I’m really angry and just need to get this off my chest. Me and my sister run a small shop, just the two of us and a couple of customer toilets, one for biological women, one for men, signs on the door. Never had any trouble. Until today.
A regular female customer comes up looking pretty upset, says there’s a man in the women’s loo. I go in to check. At first it sort of looked okay, hair, maybe a trans woman? But then I heard a deep voice, saw stubble and a broad build, a wig that looked like a last-minute costume. It was clearly a bloke who didn’t pass. Not even close.
I said politely, this is the women’s loo, please leave. He stared at me and said flat out, “I was born female.” Not I identify as a woman, he literally claimed he was biologically female. I asked him to go and he refused.

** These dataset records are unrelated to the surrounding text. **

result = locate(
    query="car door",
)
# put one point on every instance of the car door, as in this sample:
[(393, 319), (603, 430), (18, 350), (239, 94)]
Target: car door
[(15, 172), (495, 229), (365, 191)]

So I rang 101, didn’t want drama and wasn’t sure what rights we had as shop owners. The police said we can’t challenge how someone describes themselves. If he says he was born female, that’s it. We’re not allowed to question it based on how he looks. And since no laws were broken, they won’t come unless he’s being abusive or refusing to follow reasonable requests after shouting multiple times.
They also confirmed that the new Supreme Court judgment about women-only spaces is civil law, not criminal. That means even though legally women are defined by birth, you still can’t challenge someone in the moment just because they say they’re female.
I looked into it after, and yep, the Supreme Court (in For Women Scotland v Scottish Ministers) ruled that “woman” in the Equality Act 2010 means biologically female. But that applies to protecting women-only spaces under civil law. It doesn’t let us stop someone on the spot from walking into the wrong loo. The police still can’t act if someone says they’re female, even if it’s clearly false.
This bloke walked into the women’s loo, lied about being born female, made women uncomfortable, and we’ve got no legal leg to stand on to stop him. Women customers left feeling unsafe.
So what exactly are we supposed to do? Sit back and let it happen because the law only kicks in later on? Are we just meant to trust someone who’s lying about their sex to decide what sexed spaces they can use?
It feels like women’s rights are just words, no power in real life. Anyone else run into this mess in their business? I'm nearly losing my mind over how absurd this is.